East of EdenJohn Steinbeck – East of Eden (2003, originally published 1952) — Reviewed October 2005
Yeah, I was completely naïve to the appeal of Steinbeck. But I know now: he’s very good. In just one month, Steinbeck went from “the guy who wrote The Pearl and Of Mice and Men” to “literary genius and personal hero.” The characters in East of Eden grow out of one life and into the traditions that their parents and grandparents left for them, leaving two young men who know so little about their ancestors that they can’t help but fall into the same traps that their family has always known. It’s long, yes, but it’s an amazing work of literature that tops my “classic recommendations” list.


Honorable Mentions: I’d be remiss without mentioning a few more books, the seven that barely fell off the list.

Bruce Sprinsteen’s Nebraska was reborn in Deliver Me From Nowhere (2005), by Tennessee Jones, a collection of short stories that outlines the tragic lives of the middle America’s poorest laborers and unemployed.

I re-lived my middle school Humanities class by reading the Seamus Heaney translation of Beowulf (2000) – an awesome epic poem that’s made even more awesome by its steadfastness throughout history.

You Shall Know Our Velocity! (2003) is a great David Eggers book, though it was flawed just enough to be maddening. If you want to read it, read a copy without the extra 50 pages in the middle, then go read the extra 50 pages upon completion. You’ll thank me later.

Ronald Wright’s A Short History of Progress (2005) helped me understand that we’re all destined to repeat the same mistakes as long as we don’t bother learning from them.

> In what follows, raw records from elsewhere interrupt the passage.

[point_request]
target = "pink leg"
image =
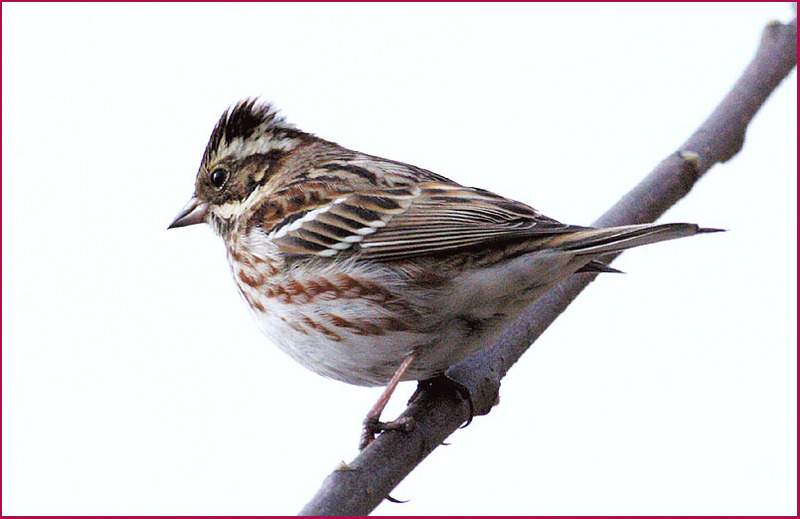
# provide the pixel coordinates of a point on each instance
(372, 423)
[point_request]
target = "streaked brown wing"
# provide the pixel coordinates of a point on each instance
(411, 221)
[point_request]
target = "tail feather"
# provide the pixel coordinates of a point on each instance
(596, 242)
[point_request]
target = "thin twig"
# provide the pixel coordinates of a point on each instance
(360, 487)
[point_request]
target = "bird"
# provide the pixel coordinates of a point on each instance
(371, 271)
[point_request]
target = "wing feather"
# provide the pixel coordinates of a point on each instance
(412, 220)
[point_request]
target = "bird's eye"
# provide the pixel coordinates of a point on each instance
(218, 177)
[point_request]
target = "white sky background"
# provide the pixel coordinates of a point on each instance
(135, 382)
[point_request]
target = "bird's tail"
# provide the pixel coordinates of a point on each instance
(596, 242)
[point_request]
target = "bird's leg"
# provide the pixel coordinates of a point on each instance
(372, 423)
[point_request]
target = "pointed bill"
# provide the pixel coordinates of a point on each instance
(193, 213)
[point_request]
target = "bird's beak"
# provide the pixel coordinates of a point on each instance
(194, 212)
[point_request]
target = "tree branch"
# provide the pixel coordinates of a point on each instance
(439, 410)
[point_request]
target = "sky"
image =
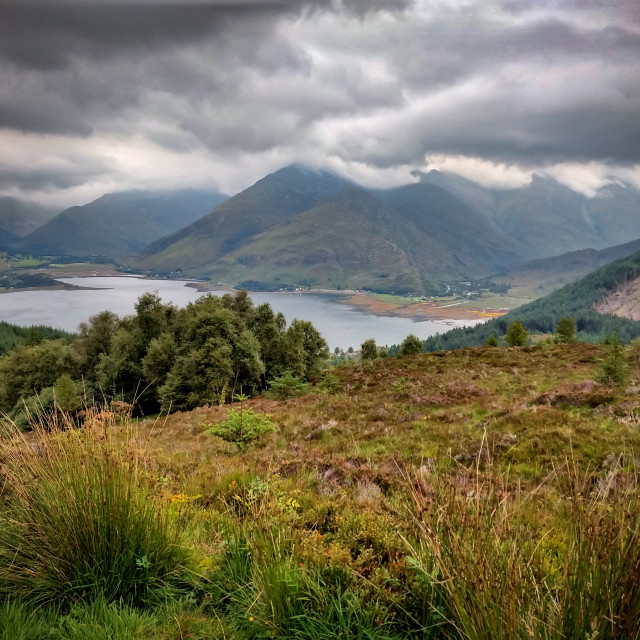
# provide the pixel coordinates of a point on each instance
(103, 96)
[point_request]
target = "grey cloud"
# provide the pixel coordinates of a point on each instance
(43, 178)
(250, 77)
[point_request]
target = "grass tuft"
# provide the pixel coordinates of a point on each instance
(79, 521)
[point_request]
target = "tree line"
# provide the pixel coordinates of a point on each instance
(163, 357)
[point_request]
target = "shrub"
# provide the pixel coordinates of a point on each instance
(242, 427)
(491, 341)
(369, 351)
(411, 346)
(614, 369)
(287, 386)
(517, 335)
(566, 330)
(80, 522)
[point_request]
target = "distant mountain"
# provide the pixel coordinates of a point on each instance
(18, 218)
(615, 213)
(303, 227)
(478, 245)
(294, 227)
(546, 218)
(353, 241)
(471, 193)
(540, 277)
(271, 201)
(120, 224)
(579, 300)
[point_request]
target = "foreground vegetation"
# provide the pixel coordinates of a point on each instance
(481, 493)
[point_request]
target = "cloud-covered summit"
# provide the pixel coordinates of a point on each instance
(101, 96)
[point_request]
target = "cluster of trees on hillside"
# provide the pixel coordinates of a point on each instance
(12, 336)
(575, 300)
(163, 357)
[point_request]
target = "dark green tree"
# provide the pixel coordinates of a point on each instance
(517, 335)
(491, 341)
(613, 370)
(369, 351)
(411, 346)
(566, 330)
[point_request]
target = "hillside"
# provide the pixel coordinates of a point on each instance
(540, 277)
(353, 241)
(467, 232)
(20, 217)
(577, 300)
(450, 496)
(271, 201)
(546, 218)
(119, 224)
(478, 245)
(292, 228)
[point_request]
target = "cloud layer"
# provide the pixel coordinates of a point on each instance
(98, 96)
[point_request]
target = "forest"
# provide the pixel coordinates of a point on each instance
(159, 358)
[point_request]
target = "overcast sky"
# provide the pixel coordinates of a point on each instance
(107, 96)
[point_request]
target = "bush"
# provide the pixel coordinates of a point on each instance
(566, 330)
(614, 369)
(80, 522)
(287, 386)
(369, 351)
(242, 427)
(491, 341)
(411, 346)
(517, 335)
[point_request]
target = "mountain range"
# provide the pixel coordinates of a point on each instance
(18, 218)
(302, 227)
(119, 224)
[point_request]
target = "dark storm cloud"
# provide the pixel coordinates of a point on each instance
(46, 178)
(381, 82)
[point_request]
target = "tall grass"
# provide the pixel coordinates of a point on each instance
(517, 567)
(78, 519)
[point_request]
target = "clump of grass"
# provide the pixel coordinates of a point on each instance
(507, 574)
(79, 521)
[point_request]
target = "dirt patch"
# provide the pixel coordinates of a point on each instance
(418, 310)
(576, 394)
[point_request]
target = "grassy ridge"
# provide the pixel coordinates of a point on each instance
(575, 300)
(480, 493)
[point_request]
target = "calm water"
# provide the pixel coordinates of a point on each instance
(340, 324)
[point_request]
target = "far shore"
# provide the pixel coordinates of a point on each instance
(418, 311)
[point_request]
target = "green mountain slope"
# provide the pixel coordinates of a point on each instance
(20, 217)
(471, 193)
(548, 218)
(479, 245)
(353, 241)
(271, 201)
(120, 224)
(576, 300)
(540, 277)
(615, 213)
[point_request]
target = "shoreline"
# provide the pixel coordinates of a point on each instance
(420, 311)
(417, 311)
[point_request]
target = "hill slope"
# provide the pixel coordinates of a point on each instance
(540, 277)
(120, 224)
(353, 241)
(271, 201)
(20, 217)
(478, 244)
(577, 300)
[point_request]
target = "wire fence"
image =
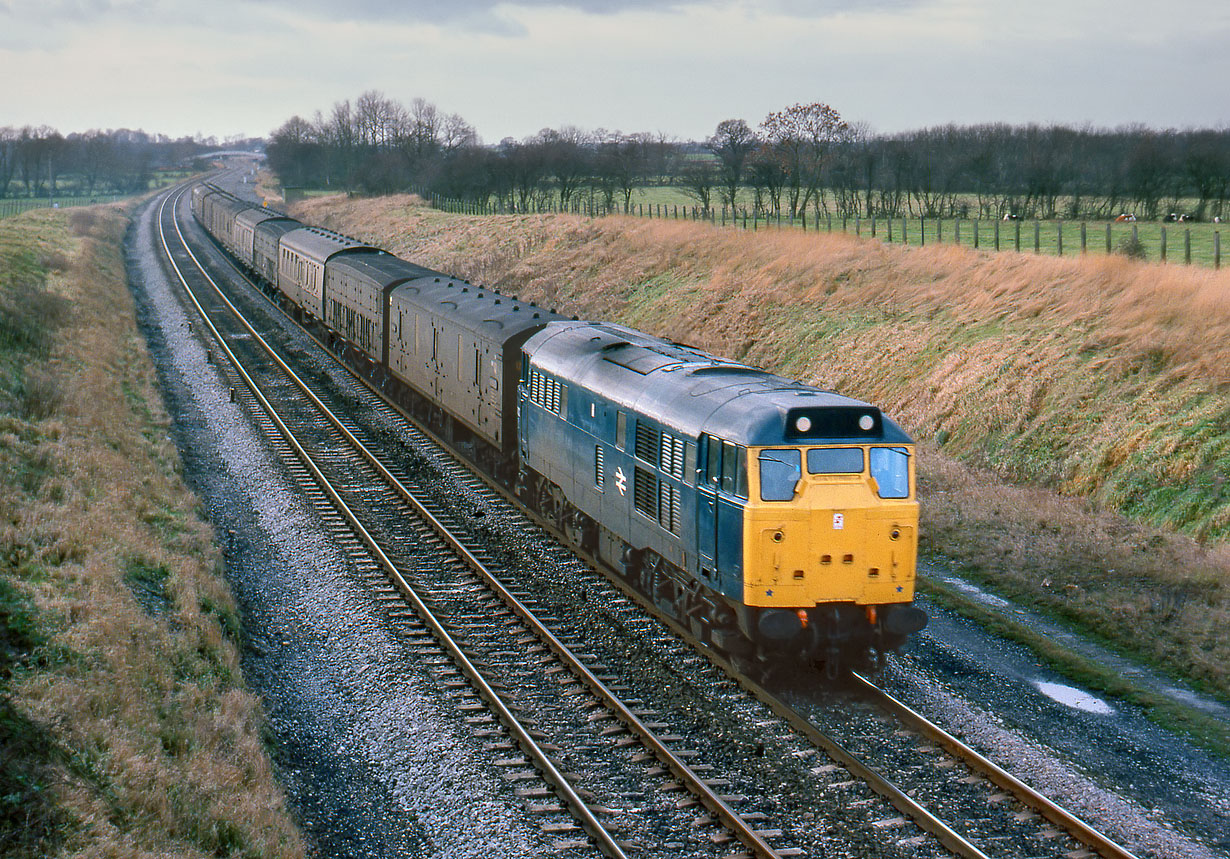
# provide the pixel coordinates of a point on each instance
(15, 206)
(1190, 244)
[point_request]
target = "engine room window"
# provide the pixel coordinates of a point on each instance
(780, 473)
(891, 468)
(734, 469)
(834, 460)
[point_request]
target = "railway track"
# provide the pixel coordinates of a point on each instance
(518, 666)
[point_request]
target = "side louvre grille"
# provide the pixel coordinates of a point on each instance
(645, 492)
(673, 455)
(668, 507)
(646, 443)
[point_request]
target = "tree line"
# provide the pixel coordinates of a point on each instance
(39, 161)
(803, 158)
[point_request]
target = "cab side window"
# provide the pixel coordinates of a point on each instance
(714, 462)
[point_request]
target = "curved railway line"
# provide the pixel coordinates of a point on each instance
(550, 700)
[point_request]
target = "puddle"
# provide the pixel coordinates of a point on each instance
(976, 592)
(1074, 698)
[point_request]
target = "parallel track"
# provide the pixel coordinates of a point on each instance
(711, 799)
(924, 819)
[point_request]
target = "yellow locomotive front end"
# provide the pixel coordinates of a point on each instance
(830, 544)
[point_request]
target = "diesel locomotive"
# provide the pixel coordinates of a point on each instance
(773, 518)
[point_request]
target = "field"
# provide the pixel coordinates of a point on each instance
(1176, 243)
(1074, 414)
(124, 721)
(15, 206)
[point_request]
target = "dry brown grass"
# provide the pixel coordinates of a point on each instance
(153, 743)
(1102, 378)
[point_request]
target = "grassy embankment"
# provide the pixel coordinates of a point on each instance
(1074, 414)
(124, 724)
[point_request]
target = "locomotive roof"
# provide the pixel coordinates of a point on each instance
(693, 391)
(320, 244)
(479, 309)
(380, 267)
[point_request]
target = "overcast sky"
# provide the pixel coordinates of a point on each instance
(242, 67)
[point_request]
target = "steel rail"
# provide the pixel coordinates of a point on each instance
(896, 796)
(998, 775)
(576, 804)
(694, 783)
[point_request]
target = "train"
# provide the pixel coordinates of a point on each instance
(775, 521)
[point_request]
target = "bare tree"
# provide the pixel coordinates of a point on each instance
(732, 143)
(699, 180)
(800, 138)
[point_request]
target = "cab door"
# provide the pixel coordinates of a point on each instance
(709, 475)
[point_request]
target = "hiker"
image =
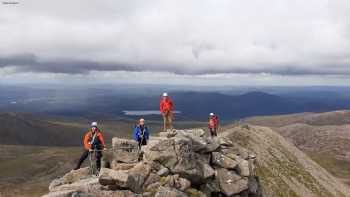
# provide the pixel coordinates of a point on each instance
(166, 109)
(93, 141)
(141, 133)
(213, 124)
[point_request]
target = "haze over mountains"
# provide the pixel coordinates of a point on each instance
(325, 137)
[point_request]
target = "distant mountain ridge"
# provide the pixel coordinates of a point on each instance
(194, 105)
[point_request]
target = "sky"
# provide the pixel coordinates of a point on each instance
(195, 42)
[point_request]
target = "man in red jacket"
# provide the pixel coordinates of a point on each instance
(213, 124)
(166, 109)
(93, 141)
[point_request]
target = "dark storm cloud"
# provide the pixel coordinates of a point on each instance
(291, 37)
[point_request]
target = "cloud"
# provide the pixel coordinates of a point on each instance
(287, 37)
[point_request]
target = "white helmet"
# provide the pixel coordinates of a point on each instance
(94, 124)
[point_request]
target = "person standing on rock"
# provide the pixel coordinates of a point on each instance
(166, 109)
(141, 133)
(213, 124)
(93, 141)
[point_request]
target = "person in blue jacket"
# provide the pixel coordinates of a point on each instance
(141, 133)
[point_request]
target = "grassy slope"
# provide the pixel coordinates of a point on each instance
(27, 170)
(323, 136)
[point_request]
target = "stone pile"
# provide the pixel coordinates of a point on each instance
(176, 164)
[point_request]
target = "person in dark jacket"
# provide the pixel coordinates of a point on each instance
(141, 133)
(93, 140)
(213, 124)
(167, 110)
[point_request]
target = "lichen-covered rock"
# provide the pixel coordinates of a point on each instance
(243, 168)
(230, 183)
(169, 192)
(185, 163)
(223, 161)
(122, 166)
(125, 151)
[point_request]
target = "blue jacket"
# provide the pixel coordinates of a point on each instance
(138, 133)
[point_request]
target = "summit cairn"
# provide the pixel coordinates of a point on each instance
(178, 163)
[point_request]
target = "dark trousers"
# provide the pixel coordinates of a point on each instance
(213, 131)
(142, 143)
(86, 154)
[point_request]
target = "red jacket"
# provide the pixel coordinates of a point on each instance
(88, 138)
(166, 105)
(213, 122)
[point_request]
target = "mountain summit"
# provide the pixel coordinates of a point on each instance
(243, 161)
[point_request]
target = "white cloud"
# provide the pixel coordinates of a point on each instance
(278, 37)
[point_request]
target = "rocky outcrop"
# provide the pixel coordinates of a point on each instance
(178, 163)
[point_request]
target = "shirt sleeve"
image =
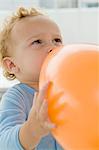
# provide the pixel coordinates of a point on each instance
(12, 116)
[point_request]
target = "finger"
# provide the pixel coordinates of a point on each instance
(43, 112)
(34, 99)
(49, 125)
(41, 96)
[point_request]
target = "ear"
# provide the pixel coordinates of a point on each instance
(9, 65)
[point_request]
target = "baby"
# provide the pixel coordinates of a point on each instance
(25, 41)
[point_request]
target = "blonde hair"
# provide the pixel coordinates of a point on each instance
(5, 33)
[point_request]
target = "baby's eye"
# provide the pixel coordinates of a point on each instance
(37, 42)
(58, 40)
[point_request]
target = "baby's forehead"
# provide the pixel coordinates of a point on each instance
(34, 24)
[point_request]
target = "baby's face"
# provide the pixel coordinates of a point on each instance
(32, 39)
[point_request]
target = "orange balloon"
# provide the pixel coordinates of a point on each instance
(73, 95)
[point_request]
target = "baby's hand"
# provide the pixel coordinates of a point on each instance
(38, 117)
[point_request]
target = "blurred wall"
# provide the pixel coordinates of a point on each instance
(77, 25)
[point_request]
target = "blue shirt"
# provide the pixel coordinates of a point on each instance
(14, 110)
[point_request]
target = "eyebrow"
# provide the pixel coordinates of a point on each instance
(37, 36)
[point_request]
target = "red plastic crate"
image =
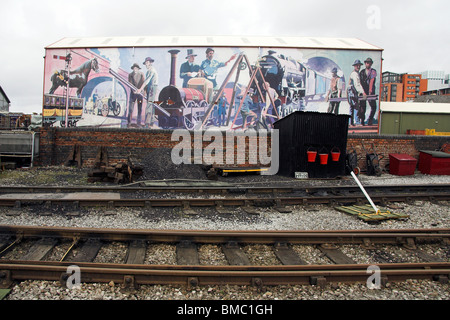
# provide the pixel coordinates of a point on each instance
(434, 162)
(402, 164)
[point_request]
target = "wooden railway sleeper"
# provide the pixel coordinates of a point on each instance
(5, 279)
(317, 281)
(410, 244)
(129, 282)
(192, 282)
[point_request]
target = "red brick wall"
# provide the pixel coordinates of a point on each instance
(57, 143)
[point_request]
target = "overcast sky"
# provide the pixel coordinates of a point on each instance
(414, 34)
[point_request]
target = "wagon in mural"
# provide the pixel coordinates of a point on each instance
(54, 110)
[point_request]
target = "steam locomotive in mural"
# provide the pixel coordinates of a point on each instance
(296, 86)
(185, 107)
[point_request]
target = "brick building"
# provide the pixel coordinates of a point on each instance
(404, 87)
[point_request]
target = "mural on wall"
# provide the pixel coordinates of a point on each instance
(199, 88)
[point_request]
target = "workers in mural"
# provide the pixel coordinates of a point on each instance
(197, 95)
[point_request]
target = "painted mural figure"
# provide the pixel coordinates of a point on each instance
(368, 76)
(151, 86)
(334, 92)
(78, 77)
(189, 69)
(136, 78)
(270, 92)
(209, 66)
(246, 110)
(355, 89)
(222, 110)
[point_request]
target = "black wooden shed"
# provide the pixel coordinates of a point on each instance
(314, 143)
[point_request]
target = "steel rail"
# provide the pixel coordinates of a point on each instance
(207, 275)
(389, 236)
(220, 189)
(229, 201)
(214, 275)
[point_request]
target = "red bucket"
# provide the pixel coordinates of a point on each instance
(335, 154)
(323, 158)
(311, 156)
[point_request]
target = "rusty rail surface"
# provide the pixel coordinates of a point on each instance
(136, 274)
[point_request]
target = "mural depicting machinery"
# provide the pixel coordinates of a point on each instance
(253, 89)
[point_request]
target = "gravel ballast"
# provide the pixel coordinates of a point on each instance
(422, 215)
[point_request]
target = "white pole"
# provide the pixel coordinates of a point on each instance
(364, 191)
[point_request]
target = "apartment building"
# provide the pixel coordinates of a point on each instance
(403, 87)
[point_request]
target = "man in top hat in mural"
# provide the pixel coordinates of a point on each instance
(355, 89)
(189, 69)
(368, 76)
(136, 78)
(334, 92)
(151, 86)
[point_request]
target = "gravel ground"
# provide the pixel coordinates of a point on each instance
(422, 215)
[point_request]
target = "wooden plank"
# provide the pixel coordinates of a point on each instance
(187, 253)
(336, 255)
(366, 213)
(136, 252)
(235, 255)
(88, 251)
(427, 257)
(40, 249)
(4, 242)
(286, 255)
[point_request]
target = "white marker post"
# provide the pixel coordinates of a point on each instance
(364, 191)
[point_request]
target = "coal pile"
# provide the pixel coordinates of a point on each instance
(158, 165)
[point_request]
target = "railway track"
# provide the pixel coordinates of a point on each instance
(25, 252)
(218, 197)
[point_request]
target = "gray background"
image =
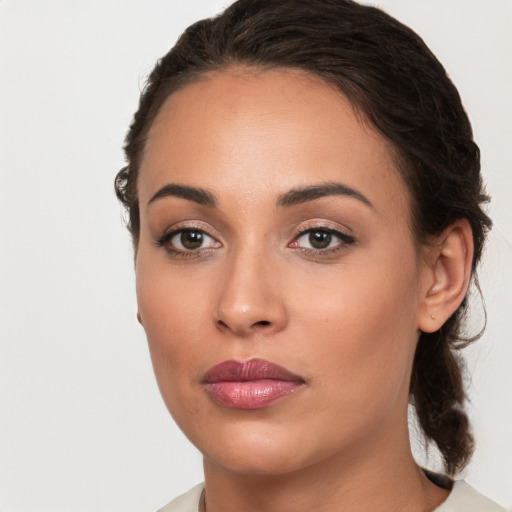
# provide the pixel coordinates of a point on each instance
(82, 425)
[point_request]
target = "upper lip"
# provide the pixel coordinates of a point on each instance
(250, 370)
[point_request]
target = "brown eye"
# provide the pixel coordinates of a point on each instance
(188, 240)
(191, 239)
(320, 239)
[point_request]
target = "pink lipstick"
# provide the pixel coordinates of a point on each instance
(251, 384)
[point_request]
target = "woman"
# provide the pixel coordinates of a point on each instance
(304, 198)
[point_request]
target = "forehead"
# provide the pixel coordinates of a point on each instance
(250, 129)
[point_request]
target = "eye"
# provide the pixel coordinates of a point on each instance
(321, 239)
(187, 240)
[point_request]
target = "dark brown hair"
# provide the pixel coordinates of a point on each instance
(396, 84)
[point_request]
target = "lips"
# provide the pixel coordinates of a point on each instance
(251, 384)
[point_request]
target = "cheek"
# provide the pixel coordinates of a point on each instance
(361, 330)
(174, 327)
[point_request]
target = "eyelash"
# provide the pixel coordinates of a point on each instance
(165, 239)
(344, 241)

Edward Murrow’s life has been in the mainstream media lately thanks to the new movie Good Night and Good Luck, the story of his fight with Joseph McCarthy. Thanks to a blurb on NPR, I was harkened to pick up a copy of Bob Edwards’ biography on Murrow — Edward R. Murrow and the Birth of Broadcast Journalism (2004). I also read Walter Cronkite’s A Reporters Life, but the Edwards book was shorter and much more palatable.

David Sedaris is always good for a chuckle, and that chuckle always comes at the expense of himself or his dysfunctional family. This collection of short stories, Dress Your Family in Corduroy and Denim (2004), fails to disappoint.

Finally, I have to mention at least one of my newly purchased Pocket Penguins, and the winner is P.D. James’ Innocent House (2005), a excerpt from his full length novel Original Sin. It’s horribly good, but horrible itself at the same time – I just got into it and the excerpt ended. Now I’ve got to get the full-length version! Egad!

And just like that, I’m done. Those are the ten (plus extra) books I’ve enjoyed this past year.

Now, if you don’t mind, I’ve got to get started on next year’s list.